Tuesday, 02 January 2024 12:17 GMT

Dollar remains near 2-year high on Thursday, driven by Fed’s rates indications


(MENAFN) The dollar remained near a two-year high on Thursday, buoyed by the Federal Reserve's indication of a slower pace for interest rate cuts next year. In contrast, the yen weakened after the bank of Japan opted to keep interest rates unchanged, maintaining its cautious approach to monetary policy. The diverging strategies between the two central banks highlighted the growing strength of the dollar against other currencies.

The hawkish stance of Federal Reserve Chairman Jerome Powell and his team has caused a sharp shift in market expectations regarding monetary policy easing in 2024. This has triggered a broad rally for the dollar, with currencies such as the Swiss franc and the Canadian dollar hitting record lows during early Asian trading on Thursday. The Fed’s communication appears to have reinforced confidence in the dollar as traders adjust to a prolonged period of higher U.S. interest rates.

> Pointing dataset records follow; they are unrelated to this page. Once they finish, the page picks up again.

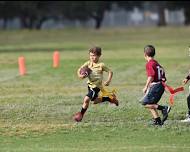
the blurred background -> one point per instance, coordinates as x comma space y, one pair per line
93, 14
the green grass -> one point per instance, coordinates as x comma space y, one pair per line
36, 109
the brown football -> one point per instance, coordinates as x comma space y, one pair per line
85, 71
78, 117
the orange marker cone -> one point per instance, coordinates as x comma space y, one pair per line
22, 67
56, 58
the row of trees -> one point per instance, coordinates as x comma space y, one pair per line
33, 13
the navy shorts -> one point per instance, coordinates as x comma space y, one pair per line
93, 93
154, 94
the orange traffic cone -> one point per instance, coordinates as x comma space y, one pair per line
56, 58
22, 67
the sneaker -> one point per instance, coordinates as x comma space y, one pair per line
165, 112
114, 100
187, 119
155, 123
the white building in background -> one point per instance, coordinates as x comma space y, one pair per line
117, 17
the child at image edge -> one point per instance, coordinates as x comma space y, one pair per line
187, 119
154, 88
95, 84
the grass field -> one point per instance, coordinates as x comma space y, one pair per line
36, 109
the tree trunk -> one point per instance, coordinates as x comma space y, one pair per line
187, 16
162, 20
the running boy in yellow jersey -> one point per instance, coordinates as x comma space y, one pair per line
95, 84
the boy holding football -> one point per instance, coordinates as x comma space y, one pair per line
154, 88
95, 84
187, 119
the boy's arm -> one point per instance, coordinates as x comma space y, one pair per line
79, 75
186, 79
110, 74
149, 80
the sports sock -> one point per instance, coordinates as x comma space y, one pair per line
188, 104
105, 99
160, 107
83, 111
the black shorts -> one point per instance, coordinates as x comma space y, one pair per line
154, 94
93, 93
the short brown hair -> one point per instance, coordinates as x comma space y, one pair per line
149, 50
96, 50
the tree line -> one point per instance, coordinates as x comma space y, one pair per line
32, 14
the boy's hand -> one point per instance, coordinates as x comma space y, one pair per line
82, 76
145, 89
185, 81
107, 83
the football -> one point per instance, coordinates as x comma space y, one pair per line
85, 71
78, 117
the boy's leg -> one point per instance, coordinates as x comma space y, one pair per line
187, 119
188, 104
85, 105
152, 109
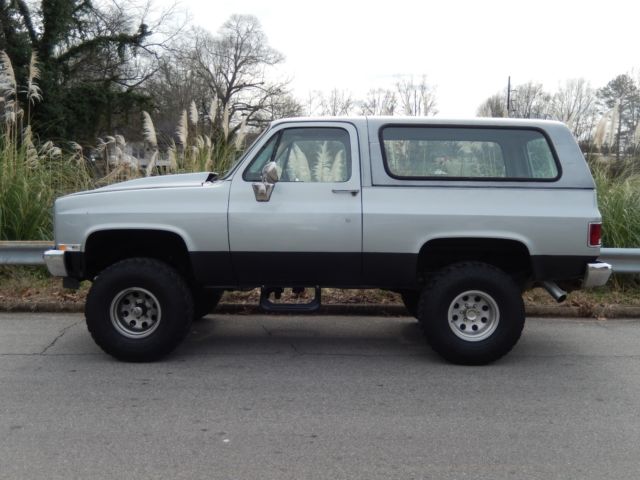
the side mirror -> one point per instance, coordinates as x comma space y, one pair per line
270, 173
262, 190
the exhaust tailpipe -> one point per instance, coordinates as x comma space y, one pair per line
555, 291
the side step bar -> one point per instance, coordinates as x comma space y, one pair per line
269, 306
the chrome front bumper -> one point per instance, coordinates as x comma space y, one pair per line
54, 259
597, 274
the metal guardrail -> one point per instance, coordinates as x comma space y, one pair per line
623, 260
23, 253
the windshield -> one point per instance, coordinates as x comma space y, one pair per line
242, 156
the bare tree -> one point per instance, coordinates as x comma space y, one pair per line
575, 104
494, 106
379, 102
237, 68
336, 103
416, 99
529, 100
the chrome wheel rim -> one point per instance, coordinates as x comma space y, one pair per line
473, 315
135, 312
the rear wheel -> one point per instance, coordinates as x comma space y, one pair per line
472, 313
139, 309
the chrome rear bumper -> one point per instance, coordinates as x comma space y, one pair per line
597, 274
54, 259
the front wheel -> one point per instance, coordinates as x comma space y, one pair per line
472, 313
139, 309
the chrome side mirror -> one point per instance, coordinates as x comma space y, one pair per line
262, 190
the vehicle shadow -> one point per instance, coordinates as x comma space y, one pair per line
305, 335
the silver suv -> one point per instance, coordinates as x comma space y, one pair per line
459, 217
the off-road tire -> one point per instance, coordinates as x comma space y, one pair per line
112, 292
471, 313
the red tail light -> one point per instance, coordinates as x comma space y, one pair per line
595, 234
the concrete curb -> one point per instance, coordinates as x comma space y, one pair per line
385, 310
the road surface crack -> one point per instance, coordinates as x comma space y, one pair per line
60, 335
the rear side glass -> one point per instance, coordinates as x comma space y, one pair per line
420, 152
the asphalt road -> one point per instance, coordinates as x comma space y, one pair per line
263, 397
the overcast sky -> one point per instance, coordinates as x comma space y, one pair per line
467, 49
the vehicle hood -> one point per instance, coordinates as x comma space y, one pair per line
161, 181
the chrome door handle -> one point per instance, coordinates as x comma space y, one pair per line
352, 192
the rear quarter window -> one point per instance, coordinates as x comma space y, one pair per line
425, 152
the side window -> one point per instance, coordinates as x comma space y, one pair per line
254, 172
425, 152
541, 162
306, 155
445, 158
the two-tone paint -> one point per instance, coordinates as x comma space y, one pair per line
367, 232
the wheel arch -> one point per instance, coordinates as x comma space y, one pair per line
108, 246
510, 255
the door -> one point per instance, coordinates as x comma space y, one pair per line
310, 230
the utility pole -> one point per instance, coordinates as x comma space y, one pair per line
509, 96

Nick Rees, chief FX analyst at Monex Europe, commented on the Federal Reserve’s decision, describing it as the potential start of a longer pause in rate adjustments, even though it may be too early to confirm definitively. Rees stated that he expects U.S. interest rates to remain unchanged at least through the first half of 2025, noting that this outlook supports the dollar's strength in the months ahead.

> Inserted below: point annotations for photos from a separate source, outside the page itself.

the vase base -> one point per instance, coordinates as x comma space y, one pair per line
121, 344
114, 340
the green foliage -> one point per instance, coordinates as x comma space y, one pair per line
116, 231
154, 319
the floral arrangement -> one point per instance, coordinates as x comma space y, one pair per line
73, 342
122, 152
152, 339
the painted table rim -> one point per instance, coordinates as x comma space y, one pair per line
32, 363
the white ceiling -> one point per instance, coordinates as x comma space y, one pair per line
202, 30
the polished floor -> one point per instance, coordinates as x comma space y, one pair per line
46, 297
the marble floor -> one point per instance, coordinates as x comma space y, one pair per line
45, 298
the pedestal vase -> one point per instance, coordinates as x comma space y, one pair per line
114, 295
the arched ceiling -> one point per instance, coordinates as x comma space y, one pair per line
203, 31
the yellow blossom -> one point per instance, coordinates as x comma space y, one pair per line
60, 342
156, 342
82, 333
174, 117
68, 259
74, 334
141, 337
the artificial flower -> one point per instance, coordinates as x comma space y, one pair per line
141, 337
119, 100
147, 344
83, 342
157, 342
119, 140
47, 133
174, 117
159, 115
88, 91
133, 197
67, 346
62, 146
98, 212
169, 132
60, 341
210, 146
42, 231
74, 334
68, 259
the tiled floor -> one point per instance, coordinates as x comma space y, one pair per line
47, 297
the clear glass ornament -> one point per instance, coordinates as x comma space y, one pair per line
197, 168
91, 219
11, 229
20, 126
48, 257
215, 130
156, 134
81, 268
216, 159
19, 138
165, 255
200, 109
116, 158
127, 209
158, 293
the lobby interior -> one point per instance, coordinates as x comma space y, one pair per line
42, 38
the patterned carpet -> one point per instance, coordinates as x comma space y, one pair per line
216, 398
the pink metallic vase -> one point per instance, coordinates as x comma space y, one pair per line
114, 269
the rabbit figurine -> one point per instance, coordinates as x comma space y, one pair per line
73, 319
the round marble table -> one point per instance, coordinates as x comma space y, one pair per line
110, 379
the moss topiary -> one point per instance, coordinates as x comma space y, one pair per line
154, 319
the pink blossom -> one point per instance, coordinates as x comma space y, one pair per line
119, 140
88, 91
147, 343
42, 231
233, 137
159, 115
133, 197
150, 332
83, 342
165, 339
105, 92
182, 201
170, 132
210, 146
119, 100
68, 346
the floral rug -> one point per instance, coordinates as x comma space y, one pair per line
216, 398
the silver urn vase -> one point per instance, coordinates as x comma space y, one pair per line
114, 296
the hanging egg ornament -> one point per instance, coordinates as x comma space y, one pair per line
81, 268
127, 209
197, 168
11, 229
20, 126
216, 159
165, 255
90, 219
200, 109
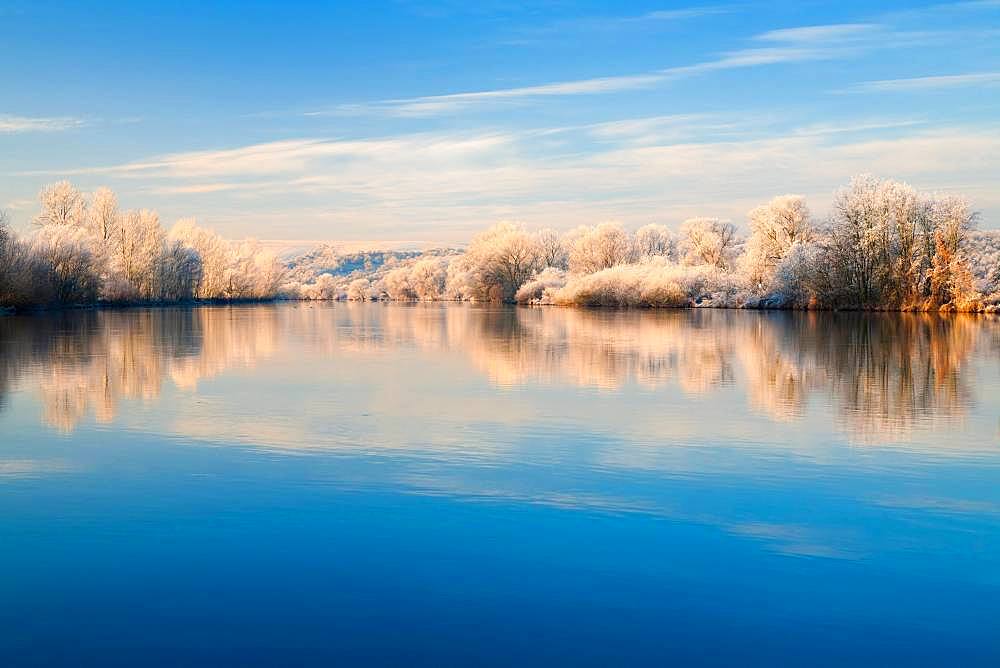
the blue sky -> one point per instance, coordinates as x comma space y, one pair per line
423, 122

Meanwhile, the Bank of Japan maintained its benchmark interest rates on Thursday, aligning with market expectations. Policymakers indicated a preference for more time to evaluate whether wage growth would become more widespread and sustain inflation consistently around the 2 percent target. The decision reflects Japan’s cautious approach to monetary adjustments, contrasting with the Fed’s more assertive tone and further emphasizing the divergence in global monetary policies.